In this case each white cell is recolored two times and remains white, and each black cell is recolored exactly one time and turns black. The central cell is not recolored and remains white. Therefore, using this type of the moves one can obtain the chess coloring of the given table with white corner cells.

b) If we use the algorithm from item a) to obtain the $7\times 7$ table with chess coloring, then we need $24$ moves. Show that it is sufficient $14$ moves to recolor the square.

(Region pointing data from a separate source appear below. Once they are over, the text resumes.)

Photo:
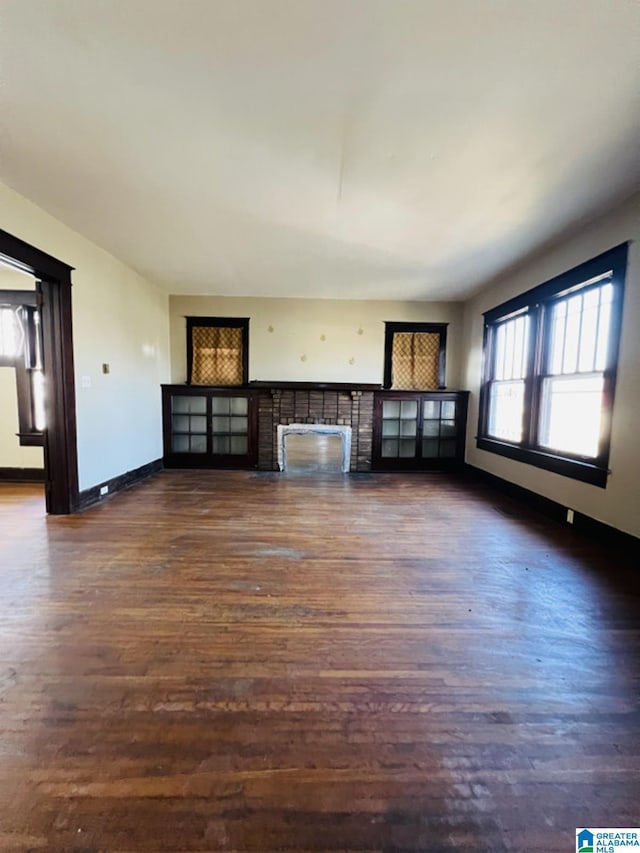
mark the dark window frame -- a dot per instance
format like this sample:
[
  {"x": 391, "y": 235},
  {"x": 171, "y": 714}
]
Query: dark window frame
[
  {"x": 536, "y": 303},
  {"x": 24, "y": 364},
  {"x": 220, "y": 322},
  {"x": 391, "y": 328}
]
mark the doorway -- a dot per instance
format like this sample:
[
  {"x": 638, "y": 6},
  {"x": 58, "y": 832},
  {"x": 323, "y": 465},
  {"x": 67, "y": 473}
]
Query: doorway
[
  {"x": 53, "y": 290},
  {"x": 21, "y": 385}
]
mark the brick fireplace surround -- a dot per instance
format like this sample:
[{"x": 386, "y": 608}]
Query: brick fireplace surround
[{"x": 352, "y": 408}]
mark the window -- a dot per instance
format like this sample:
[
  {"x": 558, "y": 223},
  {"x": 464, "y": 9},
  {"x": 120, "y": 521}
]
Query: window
[
  {"x": 217, "y": 350},
  {"x": 414, "y": 356},
  {"x": 21, "y": 349},
  {"x": 550, "y": 360}
]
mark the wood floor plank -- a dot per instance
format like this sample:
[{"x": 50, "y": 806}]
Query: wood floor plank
[{"x": 241, "y": 661}]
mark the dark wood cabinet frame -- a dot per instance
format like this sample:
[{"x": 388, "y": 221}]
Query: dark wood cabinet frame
[
  {"x": 209, "y": 459},
  {"x": 53, "y": 285},
  {"x": 418, "y": 462}
]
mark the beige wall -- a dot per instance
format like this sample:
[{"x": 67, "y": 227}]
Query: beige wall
[
  {"x": 314, "y": 340},
  {"x": 618, "y": 504},
  {"x": 118, "y": 318}
]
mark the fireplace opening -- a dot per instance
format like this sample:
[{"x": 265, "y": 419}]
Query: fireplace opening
[{"x": 314, "y": 448}]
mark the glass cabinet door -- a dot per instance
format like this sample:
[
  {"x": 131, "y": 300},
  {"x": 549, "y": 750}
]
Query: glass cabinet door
[
  {"x": 439, "y": 428},
  {"x": 188, "y": 424},
  {"x": 230, "y": 425},
  {"x": 399, "y": 429}
]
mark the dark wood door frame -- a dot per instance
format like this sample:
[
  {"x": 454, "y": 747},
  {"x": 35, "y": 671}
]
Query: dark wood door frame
[{"x": 60, "y": 442}]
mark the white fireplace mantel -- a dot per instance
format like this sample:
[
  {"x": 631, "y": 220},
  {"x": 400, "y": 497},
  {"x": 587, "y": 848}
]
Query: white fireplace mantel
[{"x": 318, "y": 429}]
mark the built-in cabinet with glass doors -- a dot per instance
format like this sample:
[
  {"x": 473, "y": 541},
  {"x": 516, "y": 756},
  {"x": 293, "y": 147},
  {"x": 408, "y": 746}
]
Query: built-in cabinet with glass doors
[
  {"x": 207, "y": 428},
  {"x": 413, "y": 430}
]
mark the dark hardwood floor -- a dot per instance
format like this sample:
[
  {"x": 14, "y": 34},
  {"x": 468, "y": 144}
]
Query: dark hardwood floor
[{"x": 241, "y": 661}]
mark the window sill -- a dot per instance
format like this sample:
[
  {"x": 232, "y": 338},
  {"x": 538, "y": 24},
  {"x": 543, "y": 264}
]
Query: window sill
[{"x": 586, "y": 472}]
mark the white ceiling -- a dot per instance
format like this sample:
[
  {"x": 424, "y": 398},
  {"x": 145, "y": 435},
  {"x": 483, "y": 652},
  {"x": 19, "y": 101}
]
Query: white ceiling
[{"x": 403, "y": 149}]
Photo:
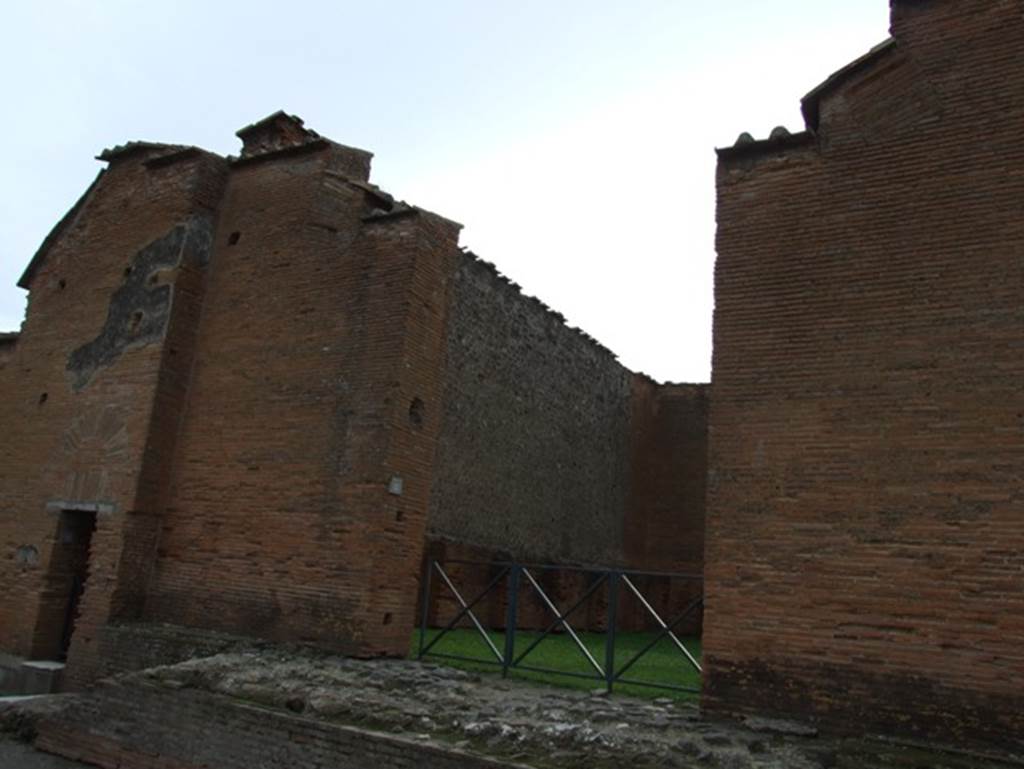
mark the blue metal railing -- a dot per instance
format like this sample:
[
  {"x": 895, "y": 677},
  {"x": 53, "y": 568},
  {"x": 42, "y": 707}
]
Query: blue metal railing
[{"x": 519, "y": 579}]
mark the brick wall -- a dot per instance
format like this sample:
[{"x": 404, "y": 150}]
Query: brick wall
[
  {"x": 298, "y": 492},
  {"x": 79, "y": 390},
  {"x": 8, "y": 343},
  {"x": 259, "y": 376},
  {"x": 864, "y": 546},
  {"x": 151, "y": 728}
]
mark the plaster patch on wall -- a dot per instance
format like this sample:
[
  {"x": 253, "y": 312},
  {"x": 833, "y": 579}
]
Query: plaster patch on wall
[
  {"x": 139, "y": 308},
  {"x": 27, "y": 556}
]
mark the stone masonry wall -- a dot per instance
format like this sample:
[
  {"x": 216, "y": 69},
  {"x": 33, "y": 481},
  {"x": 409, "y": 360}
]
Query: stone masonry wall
[
  {"x": 865, "y": 546},
  {"x": 534, "y": 455}
]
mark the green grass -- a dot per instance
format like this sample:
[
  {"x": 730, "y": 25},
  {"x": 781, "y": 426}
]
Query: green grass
[{"x": 664, "y": 664}]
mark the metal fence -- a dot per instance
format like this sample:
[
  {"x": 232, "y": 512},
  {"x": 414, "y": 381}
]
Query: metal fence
[{"x": 612, "y": 587}]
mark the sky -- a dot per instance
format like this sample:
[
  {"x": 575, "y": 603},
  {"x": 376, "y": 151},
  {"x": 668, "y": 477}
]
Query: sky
[{"x": 573, "y": 139}]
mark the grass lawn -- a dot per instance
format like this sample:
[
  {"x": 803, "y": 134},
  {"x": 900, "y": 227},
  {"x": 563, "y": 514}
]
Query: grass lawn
[{"x": 664, "y": 664}]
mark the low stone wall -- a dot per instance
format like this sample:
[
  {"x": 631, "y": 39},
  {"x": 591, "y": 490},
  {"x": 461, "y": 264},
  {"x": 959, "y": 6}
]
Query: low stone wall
[
  {"x": 150, "y": 727},
  {"x": 126, "y": 647}
]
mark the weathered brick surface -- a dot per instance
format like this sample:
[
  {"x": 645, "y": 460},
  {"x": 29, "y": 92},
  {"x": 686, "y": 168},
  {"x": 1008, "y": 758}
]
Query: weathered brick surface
[
  {"x": 79, "y": 391},
  {"x": 317, "y": 332},
  {"x": 148, "y": 728},
  {"x": 865, "y": 538},
  {"x": 244, "y": 370}
]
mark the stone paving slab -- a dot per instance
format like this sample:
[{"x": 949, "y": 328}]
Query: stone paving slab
[
  {"x": 531, "y": 724},
  {"x": 20, "y": 756}
]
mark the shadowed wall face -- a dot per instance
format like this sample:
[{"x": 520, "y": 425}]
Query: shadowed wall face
[{"x": 865, "y": 536}]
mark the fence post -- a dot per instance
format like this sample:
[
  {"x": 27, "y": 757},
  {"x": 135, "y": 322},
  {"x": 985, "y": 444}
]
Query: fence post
[
  {"x": 609, "y": 636},
  {"x": 511, "y": 617},
  {"x": 425, "y": 606}
]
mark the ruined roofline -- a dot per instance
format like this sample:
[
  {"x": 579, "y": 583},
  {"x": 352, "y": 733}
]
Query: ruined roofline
[
  {"x": 55, "y": 233},
  {"x": 552, "y": 314},
  {"x": 120, "y": 152},
  {"x": 271, "y": 118},
  {"x": 516, "y": 290},
  {"x": 781, "y": 139},
  {"x": 809, "y": 104}
]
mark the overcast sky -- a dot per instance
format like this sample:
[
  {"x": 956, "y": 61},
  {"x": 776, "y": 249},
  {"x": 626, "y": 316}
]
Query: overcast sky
[{"x": 573, "y": 139}]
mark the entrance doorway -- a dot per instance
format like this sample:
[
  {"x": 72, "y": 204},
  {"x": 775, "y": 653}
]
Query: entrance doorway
[{"x": 68, "y": 573}]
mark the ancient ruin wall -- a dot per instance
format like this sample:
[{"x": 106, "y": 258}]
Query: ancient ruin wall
[
  {"x": 82, "y": 385},
  {"x": 865, "y": 545},
  {"x": 534, "y": 455},
  {"x": 299, "y": 487}
]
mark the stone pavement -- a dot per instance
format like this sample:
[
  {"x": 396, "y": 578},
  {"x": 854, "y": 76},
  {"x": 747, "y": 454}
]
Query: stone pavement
[
  {"x": 532, "y": 724},
  {"x": 19, "y": 756},
  {"x": 512, "y": 721}
]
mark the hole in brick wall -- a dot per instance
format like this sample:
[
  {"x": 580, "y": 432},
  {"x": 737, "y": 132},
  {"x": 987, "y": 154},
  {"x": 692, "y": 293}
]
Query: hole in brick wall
[
  {"x": 416, "y": 410},
  {"x": 27, "y": 556},
  {"x": 135, "y": 321}
]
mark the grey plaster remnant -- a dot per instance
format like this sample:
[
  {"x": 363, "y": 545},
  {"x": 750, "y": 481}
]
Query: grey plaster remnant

It is easy to see that there are $24$ black and $25$ white cells in the $7\times 7$ table. Since each of $24$ black cells must be recolored odd number of times and each of $15$ white cells must be recolored even number of times (may be, zero), the total number of the recolorings is even. Per move odd number (namely, three) cells are recolored, so the number of moves is even.

Since each of $24$ black cells must be recolored at least one time and per move at most two black cells are recolored, the total number of moves is greater than or equal to $24:2=12$.

Show that $12$ moves are not sufficient. Suppose, contrary to our claim, that we obtain the finishing coloring using $12$ moves. It follows that exactly two black cells and exactly one white cell are recolored at the same move. But each white cell is recolored even number of times, so at most $12:2=6$ white cells can be recolored using these $12$ moves.

Now, we mark seven black cells as it is shown in Fig. 4 and consider their adjacent white cells, that is, those sharing a common side with the marked black cells.

Fig. 4 Fig. 5

We see that none of these white cells is adjacent to two of the marked black cells (in Fig. 4 for each marked black cell we number its adjacent white cells with the same number). When any of these seven black cells is recolored at least one adjacent white cell must be recolored, hence (the marked black cells have no common adjacent white cells) at least seven different white cells must be recolored, a contradiction. Thus, $12$ moves are not sufficient to obtain the required chess coloring square. But the total number of the moves is even, so we need at least $14$ moves.

The example (see Fig. 5, where each move is shown as the segment connecting the centers of the recolored cells) shows how to obtain the required coloring with $14$ moves.